I wonder what importance these stories hold in this collection. They are some of the pieces that wrench the collection gruesomely. They bled the collection of whatsoever strength it commands. I disapprove of them for taking the edge off the book. These are just some of them;

{The Colour of It} I struggle to understand the purposefulness of this piece. It is really that awful. Anyone that writes in this manner surely puts his book on a suicide mission. This is how not to write a short story. What could be passed in a beautiful simplicity is overburdened with highfalutin embellishment. This piece regresses itself into irredeemable unclearness. This piece is carelessly trying.

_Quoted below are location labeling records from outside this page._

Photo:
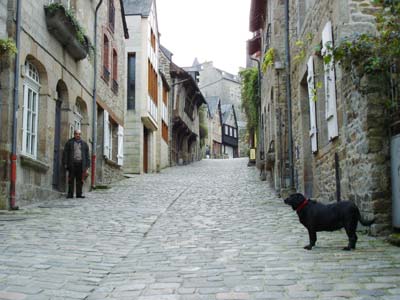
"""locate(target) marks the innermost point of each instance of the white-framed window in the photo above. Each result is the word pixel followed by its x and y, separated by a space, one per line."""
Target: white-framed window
pixel 120 154
pixel 30 110
pixel 107 145
pixel 78 117
pixel 66 3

Consider this excerpt from the short story;

“For now I sit on my final island of the present as my radius of memory shrinks… Other islands fade as I brood upon them: Ruma. Fifty years of marriage and a rose-red eruption blends with yellow apology and steel-blue divorce to yield the russet harvest of terminal cervical cancer… I focus away from Ruma… except the brilliant cinematograph of Aka’s birth…” (pg. 138)

And then this;

“Her voice is a slow, inky citrine. A year passes between the utterance of each nuanced word. Afterwards, the silence continues forever… Ruma’s subterranean island rams my shore with a malevolent judder – Aka’s icy voice is the temperature of Ruma’s, in that terrible terminal week of our marriage...” (pg. 140)
This kind of expressions rid fluidity off the short story. So many times you are lost, struggling to bring yourself back to the story.

{Orange Crush} This short story is good but a tad winding.

{A Roman Job Offer} The creative use of language nearly allows Chuma to pull this off. What lets down its quality is the quick shunt to the stereotypic. It embeds the sex trafficking nicely but gives a fixed description of a sexual trafficker. A sexual trafficker could wear a different image different from this;

“I knew a few people who had been hired by the Recruitment Agent. He stopped at Ikerre-Oti once or twice a year. He… trawled the streets for talent: people strong and hard-working enough to be trained as ‘housekeepers’ and ‘chambermaids’ for foreign hotels”



Some of the Selects

Billy Goat: Gwarimpa’s home is rocky. So when Sara, his wife, flirts with Harki, she crosses the marital borderline. Gwarimpa seeks revenge but also lacks proofs to support his claim. Initially, he has everything alleging his wife’s unfaithfulness but they soon slip away from him. His last hope is in Billy Goat’s tommy.

Gluttony:  This is one of pure gluttony cutting through misplaced religiosity. Not even Pastor Dogo’s sermons can stop the gluttony of these Waterside’s dwellers. When a whale suddenly appears at the shore, everybody hacks out more than his fill. However, their excesses soon catch up with them. This is a satirical swipe at our present society, with its hypocrisy and poverty combined.

The Las’ Foolscap: The more successful pieces of this collection are those written in our English creole. Their messages are direct and straight. Rashi’s husband kills his wife, Rashi. In prison, his medium of closure is the foolscap sheets. With it, he hopes his children absolve him for killing their mother as he states the reasons for his action. The ultimate fear is primarily not the murder that has been committed as it is with the shortage of foolscap sheets.

A History of Human Servitude: After 30 unfruitful years of John Jeff’s servitude, nobody will know how he comes to own a BMW new series. And he never steals it, he owns it. If not anything, decades of servitude teach him how to own a BMW without paying for it.

Urban Architecture: Fate gets upturned and he becomes a toilet-roll supplier to a government hospital. The more the shits, the more he gets to supply and the better for his housing project. In building his exquisite house, he buys his discomforts too. Money and (dis)comfort; shits and money.


Read this collection if you can, there are a lot more going on in it.